Governance policies must clarify vendor due diligence mandates, ensuring there are no instances of AI hallucinations in data sets. All AI vendor data sets should be available for review before development.
2. HIPAA Compliance
HIPAA compliance must reside at the heart of every clinical AI platform.
By law, HIPAA mandates that individuals own their health data, and organizations authorized to handle that data must take extra measures to ensure data privacy. This means defining strict communication of protected health information (PHI) by task and role, also known as data minimization.
Building AI systems with multi-factor authentication (MFA) and encryption prevents outside parties from accessing sensitive patient data. AI data services that work with healthcare organizations must enter into Business Associate Agreements (BAAs), acknowledging their own responsibility for HIPAA compliance.
Clinical AI training data is also subject to HIPAA compliance. Consent provenance verifies that any patient data used for training was obtained through HIPAA-compliant channels.
3. Mitigating AI Bias
AI-powered systems must go through a rigorous validation process that checks for AI data biases. This process involves multiple tests on local and diverse datasets.

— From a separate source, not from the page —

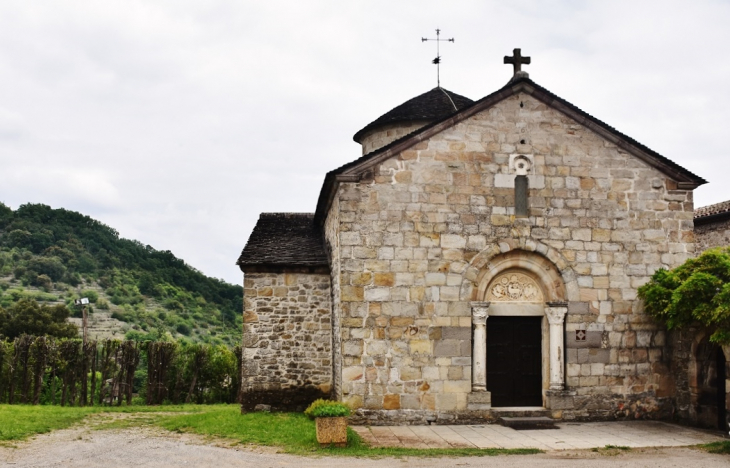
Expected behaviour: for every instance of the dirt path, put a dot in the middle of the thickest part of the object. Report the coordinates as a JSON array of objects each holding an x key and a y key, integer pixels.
[{"x": 87, "y": 446}]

It’s important to avoid any spectrum bias in a model, which can occur if an AI model is trained on the wrong target population.
According to studies published in the National Library of Medicine, biases in AI data may also be caused by:
- Imbalanced sample sizes in training data
- Missing EHR data (due to socioeconomic factors)
- Label Misclassification
Without proper review, AI models may reflect a disconnect between sample populations and real-world patients.
4. De-identification and HITL Safeguards
AI models require human-in-the-loop (HITL) reviews to ensure HIPAA-defined identifiers are removed from unstructured data, like clinician notes, to ensure strict PHI data privacy.
It must be noted that clinical AI systems are digital assistants, not autonomous decision-makers. Every AI-driven recommendation, like an AI-powered knowledge base, must be approved before deployment.
Develop Your Own Safe Deployment Strategy
Don’t leave any stone unturned in your clinical AI review. Meticulously test for vulnerabilities, from HIPAA compliance risks to algorithm biases, to ensure a safe system deployment. Assemble a strong oversight committee and implement a governance policy that acts as a guiding source of truth throughout every stage.